= Aging (scheduling) =

Scheduling technique

In computer science for Operating systems, aging (US English) or ageing is a scheduling technique used to avoid starvation. Fixed priority scheduling is a scheduling discipline, in which tasks queued for utilizing a system resource are assigned a priority each. A task with a high priority is allowed to access a specific system resource before a task with a lower priority is allowed to do the same. A disadvantage of this approach is that tasks assigned with a lower priority may be starved when a large number of high priority tasks are queued. Aging is used to gradually increase the priority of a task, based on its waiting time in the ready queue.

==Problem==

In priority-based scheduling algorithms, a major problem is indefinite block, or starvation. A process that is ready to run but waiting for the CPU can be considered blocked. A priority scheduling algorithm can leave some low-priority processes waiting indefinitely.

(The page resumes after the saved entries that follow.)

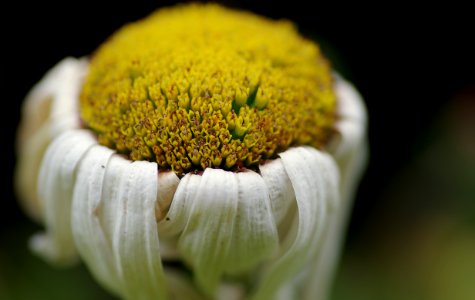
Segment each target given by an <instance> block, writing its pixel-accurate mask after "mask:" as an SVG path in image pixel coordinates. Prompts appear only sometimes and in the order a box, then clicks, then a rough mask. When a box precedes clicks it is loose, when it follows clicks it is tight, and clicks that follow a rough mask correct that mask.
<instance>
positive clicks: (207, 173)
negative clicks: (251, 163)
mask: <svg viewBox="0 0 475 300" xmlns="http://www.w3.org/2000/svg"><path fill="white" fill-rule="evenodd" d="M199 177H201V179H200V181H199V185H197V183H198V182H197V181H195V180H197V179H194V178H199ZM183 180H184V181H183V182H182V183H180V185H179V187H178V190H177V193H176V195H175V198H174V201H173V203H172V207H171V208H170V212H169V216H170V214H174V212H175V209H176V208H175V207H174V206H175V205H177V204H178V203H182V204H184V203H186V202H187V205H188V206H191V209H190V210H189V211H188V212H187V214H188V215H189V217H188V221H187V223H186V226H185V228H184V230H183V232H182V235H181V236H180V239H179V243H178V247H179V250H180V252H181V253H182V255H183V257H184V259H185V261H187V262H188V263H189V264H190V265H191V266H192V267H193V270H194V272H195V276H196V277H195V279H196V281H197V283H198V285H199V286H200V287H202V288H203V289H204V290H205V291H206V292H207V293H208V294H210V295H214V293H215V292H216V287H217V283H218V281H219V279H220V278H221V276H222V275H223V274H224V273H227V274H237V273H242V272H244V271H249V270H250V269H252V268H253V267H255V266H256V265H257V264H259V263H261V262H263V261H265V260H266V259H267V260H270V259H271V258H272V257H273V255H274V254H276V251H277V249H278V235H277V229H276V225H275V222H274V217H273V215H272V208H271V203H270V197H269V194H268V192H267V187H266V185H265V182H264V180H263V179H262V177H261V176H259V175H258V174H257V173H255V172H252V171H248V172H242V173H233V172H226V171H223V170H216V169H206V170H205V172H204V173H203V176H199V175H187V176H185V178H183ZM190 183H191V185H190ZM175 200H178V201H179V202H175Z"/></svg>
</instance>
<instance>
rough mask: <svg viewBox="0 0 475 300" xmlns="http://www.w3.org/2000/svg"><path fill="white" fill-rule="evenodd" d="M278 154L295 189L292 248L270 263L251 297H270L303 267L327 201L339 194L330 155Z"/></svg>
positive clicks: (273, 297)
mask: <svg viewBox="0 0 475 300" xmlns="http://www.w3.org/2000/svg"><path fill="white" fill-rule="evenodd" d="M280 157H281V158H282V163H283V165H284V167H285V170H286V171H287V174H288V176H289V178H290V181H291V182H292V186H293V189H294V191H295V198H296V201H297V208H298V228H297V232H296V235H295V239H294V241H293V243H292V245H291V247H290V248H289V249H288V250H287V251H286V252H285V253H283V255H282V257H281V258H280V259H278V260H277V261H276V262H275V263H274V264H273V265H271V267H270V269H269V270H268V271H267V273H266V275H265V276H264V278H263V280H262V282H261V283H260V285H259V287H258V289H257V291H256V293H255V294H254V296H253V299H273V298H274V296H275V294H276V293H278V292H279V288H281V287H283V286H285V283H286V282H288V281H289V280H292V279H293V278H295V276H296V275H297V274H298V273H299V272H300V271H301V270H303V269H305V267H306V264H307V263H308V261H309V258H311V256H312V255H313V254H314V253H315V252H316V251H317V250H318V247H319V243H321V239H322V235H323V233H324V230H325V226H326V218H327V213H328V210H327V202H329V201H331V200H330V199H329V198H330V197H332V196H335V195H337V193H338V192H337V191H335V190H333V189H334V188H335V186H336V184H335V183H336V182H338V170H337V168H336V165H335V163H334V160H333V158H331V157H330V156H329V155H327V154H325V153H322V152H320V151H317V150H315V149H313V148H310V147H298V148H292V149H289V150H287V151H285V152H284V153H281V154H280ZM324 173H325V174H324ZM328 180H331V181H332V182H333V183H334V184H329V182H328Z"/></svg>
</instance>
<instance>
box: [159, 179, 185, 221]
mask: <svg viewBox="0 0 475 300" xmlns="http://www.w3.org/2000/svg"><path fill="white" fill-rule="evenodd" d="M179 183H180V179H179V178H178V176H176V174H175V172H173V171H168V172H160V173H159V174H158V194H157V206H156V208H155V209H156V212H155V214H156V215H157V220H158V221H161V220H162V219H163V218H165V216H166V214H167V213H168V209H169V208H170V205H171V202H172V200H173V196H174V194H175V192H176V189H177V187H178V184H179Z"/></svg>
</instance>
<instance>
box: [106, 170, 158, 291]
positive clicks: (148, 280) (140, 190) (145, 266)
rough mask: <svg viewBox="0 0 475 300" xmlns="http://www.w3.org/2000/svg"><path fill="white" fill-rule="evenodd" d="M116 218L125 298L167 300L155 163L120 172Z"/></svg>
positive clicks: (115, 240) (115, 233) (117, 193)
mask: <svg viewBox="0 0 475 300" xmlns="http://www.w3.org/2000/svg"><path fill="white" fill-rule="evenodd" d="M121 172H122V173H123V174H124V175H123V176H122V178H121V181H120V185H119V190H118V193H117V197H113V198H112V199H106V200H107V201H117V206H116V207H117V208H118V211H117V215H116V217H115V220H116V222H115V228H114V233H113V238H112V244H113V248H114V254H115V255H114V256H115V258H116V264H117V269H118V271H119V274H120V276H121V281H122V288H123V296H124V297H125V298H127V299H157V300H160V299H166V294H167V290H166V282H165V275H164V272H163V268H162V262H161V258H160V249H159V240H158V232H157V223H156V216H155V205H156V201H157V191H158V183H157V179H158V168H157V164H156V163H151V162H145V161H136V162H133V163H131V164H129V165H127V166H126V167H125V165H124V168H123V169H122V170H121Z"/></svg>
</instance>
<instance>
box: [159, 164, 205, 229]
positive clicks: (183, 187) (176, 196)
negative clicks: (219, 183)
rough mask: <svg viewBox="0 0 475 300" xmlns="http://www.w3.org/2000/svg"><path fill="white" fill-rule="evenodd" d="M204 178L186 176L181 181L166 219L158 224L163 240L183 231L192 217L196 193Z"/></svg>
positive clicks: (171, 204) (200, 176) (189, 175)
mask: <svg viewBox="0 0 475 300" xmlns="http://www.w3.org/2000/svg"><path fill="white" fill-rule="evenodd" d="M201 178H202V176H194V175H193V174H191V173H188V174H186V175H185V176H184V177H183V178H182V179H181V180H180V183H179V185H178V187H177V190H176V192H175V195H174V196H173V201H172V203H171V205H170V209H169V210H168V213H167V215H166V217H165V218H164V219H162V221H161V222H160V223H159V224H158V230H159V231H158V232H159V235H160V237H161V238H163V237H164V238H171V237H175V236H177V235H178V234H179V233H181V232H182V231H183V229H184V228H185V226H186V223H187V222H188V218H189V216H190V210H191V206H192V203H193V200H194V198H195V197H196V191H197V190H198V189H199V186H200V183H201Z"/></svg>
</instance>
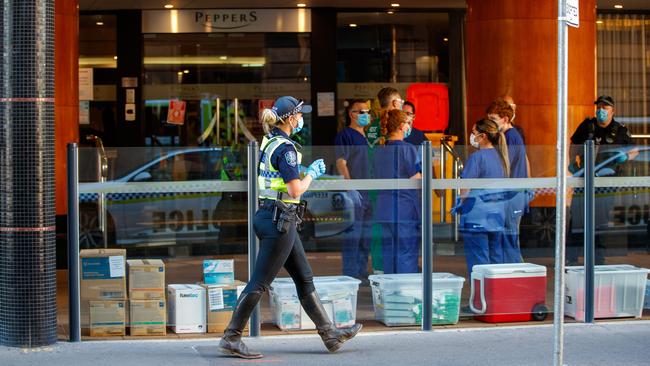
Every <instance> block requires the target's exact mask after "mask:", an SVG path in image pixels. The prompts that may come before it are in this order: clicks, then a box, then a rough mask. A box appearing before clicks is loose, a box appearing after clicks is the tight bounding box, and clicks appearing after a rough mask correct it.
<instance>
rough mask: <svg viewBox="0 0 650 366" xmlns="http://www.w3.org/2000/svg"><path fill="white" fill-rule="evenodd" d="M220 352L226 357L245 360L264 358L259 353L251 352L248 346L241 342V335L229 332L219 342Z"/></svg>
mask: <svg viewBox="0 0 650 366" xmlns="http://www.w3.org/2000/svg"><path fill="white" fill-rule="evenodd" d="M219 350H220V351H221V353H223V354H224V355H228V356H234V357H240V358H245V359H255V358H262V357H263V355H262V354H261V353H259V352H255V351H251V350H249V349H248V347H246V344H244V342H243V341H242V340H241V333H239V334H237V332H236V331H231V330H227V331H226V333H225V334H224V335H223V337H222V338H221V341H219Z"/></svg>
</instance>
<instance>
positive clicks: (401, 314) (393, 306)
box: [368, 273, 465, 326]
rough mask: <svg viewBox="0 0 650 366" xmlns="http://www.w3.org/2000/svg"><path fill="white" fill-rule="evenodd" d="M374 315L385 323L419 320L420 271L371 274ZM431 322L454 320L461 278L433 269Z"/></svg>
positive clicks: (453, 320)
mask: <svg viewBox="0 0 650 366" xmlns="http://www.w3.org/2000/svg"><path fill="white" fill-rule="evenodd" d="M368 279H369V280H370V284H371V286H372V303H373V305H374V308H375V319H377V320H379V321H381V322H382V323H384V324H386V325H388V326H399V325H417V324H422V275H421V274H419V273H404V274H389V275H371V276H368ZM432 279H433V291H432V295H433V317H432V319H431V321H432V324H434V325H444V324H456V323H458V316H459V313H460V296H461V291H462V289H463V283H464V282H465V279H464V278H463V277H459V276H456V275H454V274H451V273H433V274H432Z"/></svg>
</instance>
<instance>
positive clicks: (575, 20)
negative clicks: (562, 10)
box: [565, 0, 580, 28]
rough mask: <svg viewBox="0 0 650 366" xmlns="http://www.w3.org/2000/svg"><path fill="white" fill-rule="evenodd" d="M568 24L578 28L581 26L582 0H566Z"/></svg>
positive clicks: (567, 21) (566, 16) (566, 11)
mask: <svg viewBox="0 0 650 366" xmlns="http://www.w3.org/2000/svg"><path fill="white" fill-rule="evenodd" d="M565 11H566V12H565V14H566V20H567V24H568V25H570V26H572V27H575V28H578V27H579V26H580V0H566V9H565Z"/></svg>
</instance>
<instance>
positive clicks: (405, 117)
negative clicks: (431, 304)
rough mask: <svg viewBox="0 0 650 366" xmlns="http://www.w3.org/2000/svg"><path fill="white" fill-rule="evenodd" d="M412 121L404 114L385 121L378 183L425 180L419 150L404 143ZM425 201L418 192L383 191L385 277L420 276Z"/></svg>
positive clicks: (377, 218) (380, 208) (379, 207)
mask: <svg viewBox="0 0 650 366" xmlns="http://www.w3.org/2000/svg"><path fill="white" fill-rule="evenodd" d="M411 128H412V126H411V121H410V120H409V119H408V117H407V115H406V113H404V112H403V111H401V110H391V111H389V112H387V118H385V119H384V120H383V121H382V134H383V135H384V136H387V138H386V143H385V145H383V146H380V147H378V148H377V149H376V151H375V160H374V162H373V163H374V172H375V178H377V179H422V169H421V166H420V164H418V163H417V161H418V159H417V148H416V147H415V146H413V145H411V144H409V143H408V142H405V141H404V139H405V138H406V137H408V136H409V134H410V133H411ZM421 205H422V203H421V199H420V193H419V191H418V190H410V189H400V190H382V191H380V192H379V194H378V197H377V206H376V208H375V215H374V217H375V220H376V221H377V222H379V223H381V225H382V255H383V261H384V263H383V264H384V273H387V274H389V273H416V272H419V271H420V270H419V267H418V260H419V255H420V230H419V229H418V224H419V223H420V216H421Z"/></svg>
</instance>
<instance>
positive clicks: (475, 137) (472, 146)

A steady stream of higher-priority processes can prevent a low-priority process from ever getting the CPU.

==Application==

Aging is used to ensure that jobs with lower priority will eventually complete their execution. This technique can be used to reduce starvation of low priority tasks.
There are many ways to implement aging, but all have the same principle that the priority of a process should increase as it waits in the ready queue. The increase in priority may or may not be equal to the waiting time of the process.

==Example==

Suppose a system with priority range of 0–511. In this system, 0 means highest priority.
Consider a process with priority 127. If we increase its priority by 1 every 15 minutes, then in less than 32 hours the process will age to 0 priority and get executed.